Il responsabile della Comunità di
Capodarco sostiene altresì che «con uno sguardo distaccato, ma sufficientemente lucido, non è
difficile capire che il mondo assistenziale odierno
conserva tutte le caratteristiche di debolezza e instabilità».
Albanesi critica
quindi la scelta gestionale asserendo che «l’approccio
caratteristico della gestione dei servizi non ha portato a leggere i fenomeni
di sofferenza sociale con l’occhio alle cause e alla loro rimozione» per
cui anche se «moltissime leggi, nel
frattempo, sono state scritte e pubblicate» emerge che «in nessun territorio si sa con certezza qual è lo zoccolo duro della
risposta sociale e quali gli attori preposti alla realizzazione: appalti,
convenzioni, pubblico, semipubblico sono diventate modalità senza logica e
senza costrutto».
Il responsabile della Comunità di
Capodarco di Fermo si chiede
inoltre «a che punto è la politica
sociale in Italia» sostenendo quanto segue: «La sensazione che abbiamo è che stiamo
regredendo, e anche velocemente. (…) I problemi sono
stati affrontati per slogan legislativi: tossicodipendenza, immigrazione,
prostituzione, carcere. Importante era rassicurare la
popolazione» con la conseguenza che «in
genere si rimandano alle amministrazioni locali le incombenze di
politica sociale».
Le riflessioni di Giacomo Panizza
Secondo Giacomo Panizza, coordinatore della Comunità Progetto
Sud di Lamezia Terme (4), per intervenire in modo
adeguato per contrastare l’emarginazione dei più deboli «occorre smascherare il bluff di chi opera pensando di contrastare e
superare il disagio considerandolo in sé e per sé, come fosse un’area o una
cosa o un problema circoscrivibile, isolandolo dai contesti e dai molteplici
fattori umani, culturali, economici, sociali, etnici, informativi, psicologici
e così via, che invece entrano in gioco a provocarlo e ridurlo» dichiarando
che «ci sono utili idioti persuasi di poter
curare il disagio delle persone individuandolo in esse, “curando” certe loro
parti cosiddette malate; ci sono anche utili idioti che pensano di sanare certi
disagi sociali stigmatizzandoli in categorie sociali e recintandoli in servizi
apposta per loro che sanno di “fabbriche, scuole e prigioni”, ma relegando “i
disagiati”, le persone concrete in contenitori dell’abbandono chiamati case
della salute o comunità o gruppi-famiglia o con altri eufemismi agendo un controllo sociale legalizzato e remunerato».
Per quanto attiene al terzo
settore, secondo Panizza «è destinato a produrre nessun cambiamento utile alla gente,
all’uguaglianza e alla democrazia se permane nell’alveo tecnico specialistico
di servizi in se stessi di qualità ma senza ricadute di coesione sociale e di
mutamento solidale tra persone e società, istituzioni e raggruppamenti sociali»
e che «sarebbe anche ora di finirla
con il supportare mestieranti del lavoro sociale dedicati alla cura del
disagio, remunerato o gratuito, svenduti al Comune o alla cooperativa senza
capacità di costruire alternative alla vita delle
persone prese in carico».
Le proposte del Movi, di Albanese
e di Panizza
Riportiamo le proposte
alternative avanzate dai soggetti interessati in merito alle autocritiche sopra
riferite.
La
scelta del Movimento volontariato italiano
Poiché gli obiettivi delle
istituzioni «vengono
scelti di frequente a partire non dai bisogni che si leggono ma dai vincoli
posti dai bandi a cui si deve partecipare», il Movi
ritiene che la scelta della gratuità debba significare per il volontariato la
rinuncia «a realizzare servizi sociali
professionali e complessi.
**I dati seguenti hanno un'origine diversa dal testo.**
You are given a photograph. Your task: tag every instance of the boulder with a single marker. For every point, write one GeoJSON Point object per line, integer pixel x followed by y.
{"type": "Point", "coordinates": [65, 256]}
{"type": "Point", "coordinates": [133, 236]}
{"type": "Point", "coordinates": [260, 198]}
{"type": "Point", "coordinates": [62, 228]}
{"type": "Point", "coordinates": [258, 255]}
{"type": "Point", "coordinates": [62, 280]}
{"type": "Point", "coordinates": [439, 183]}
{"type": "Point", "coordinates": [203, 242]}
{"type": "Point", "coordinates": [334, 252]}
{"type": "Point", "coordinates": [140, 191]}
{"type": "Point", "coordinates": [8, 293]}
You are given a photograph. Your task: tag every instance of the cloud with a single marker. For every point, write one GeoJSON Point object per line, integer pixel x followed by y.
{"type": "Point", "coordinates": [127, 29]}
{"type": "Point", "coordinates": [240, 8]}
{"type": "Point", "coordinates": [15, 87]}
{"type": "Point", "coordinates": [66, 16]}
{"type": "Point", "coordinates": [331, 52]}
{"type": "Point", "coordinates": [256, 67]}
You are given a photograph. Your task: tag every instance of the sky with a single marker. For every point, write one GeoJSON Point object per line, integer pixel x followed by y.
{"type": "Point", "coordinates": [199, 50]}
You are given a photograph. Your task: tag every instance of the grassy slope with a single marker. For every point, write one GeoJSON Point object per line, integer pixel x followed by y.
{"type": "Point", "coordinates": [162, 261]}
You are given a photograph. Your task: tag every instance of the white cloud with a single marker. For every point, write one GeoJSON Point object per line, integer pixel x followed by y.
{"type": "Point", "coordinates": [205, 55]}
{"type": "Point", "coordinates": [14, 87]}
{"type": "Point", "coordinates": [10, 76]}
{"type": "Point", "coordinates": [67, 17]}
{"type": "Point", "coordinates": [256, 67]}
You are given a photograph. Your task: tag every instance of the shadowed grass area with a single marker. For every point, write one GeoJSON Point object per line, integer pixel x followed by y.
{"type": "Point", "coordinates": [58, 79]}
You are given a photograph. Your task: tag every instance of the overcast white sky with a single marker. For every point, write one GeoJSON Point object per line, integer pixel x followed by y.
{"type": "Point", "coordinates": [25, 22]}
Non perché questi non servano,
anzi!» ma perché «è compito delle
istituzioni e delle imprese sociali che possono mettere in gioco risorse
adeguate per pagare i professionisti e per dotarsi dell’organizzazione e delle
attrezzature necessarie».
Affermato quanto sopra, il Movi ricade nella logica della gestione. Infatti
sostiene che «i servizi che da volontari
possiamo curare, limitatamente ad una logica di sperimentazione o per
rispondere ad emergenze sociali, sono quelli che discendono dalla lettura dei
nuovi bisogni del territorio, senza comunque dimenticare di sollecitare la
comunità, ed in particolare i soggetti competenti, a farsene carico e a dare
stabilità alle sperimentazioni che risultano adeguate».
Il Movi
dichiara altresì di voler «partecipare ai
tavoli nei quali si programmano le politiche del welfare
con la determinazione e la libertà che servono per rappresentare i più deboli e
non i nostri servizi o le nostre opere», senza
esplicitare su quali mete intende puntare o non indicando nemmeno gli strumenti
scelti.
L’opinione di Vinicio Albanesi
Dalla lettura del
citato articolo apparso su Il Regno
attualità e Alogon, e di quello pubblicato sul n. 6, 2007
di Terzo settore con il titolo “Gli operatori del non profit ‘utili idioti’?”,
emerge una posizione molto critica di Vinicio Albanesi sul volontariato
gestionale.
Sostiene infatti che «con una
certa preoccupazione, ma sicuro di non essere distante dalla verità, constato
che il cosiddetto mondo non profit sia ormai
marginale rispetto alle politiche sociali» e che «grandi e piccole organizzazioni del cosiddetto mondo non profit (associazioni e organizzazioni di volontariato, enti
gestori) sono ininfluenti nelle scelte di politiche sociali» precisando che
«la trappola della gestione ha tarpato le
ali ad ogni invenzione, riflessione critica, proposta innovativa» per cui «gli enti non profit
sono diventati strutture a funzionamento privato, alla mercè del pubblico».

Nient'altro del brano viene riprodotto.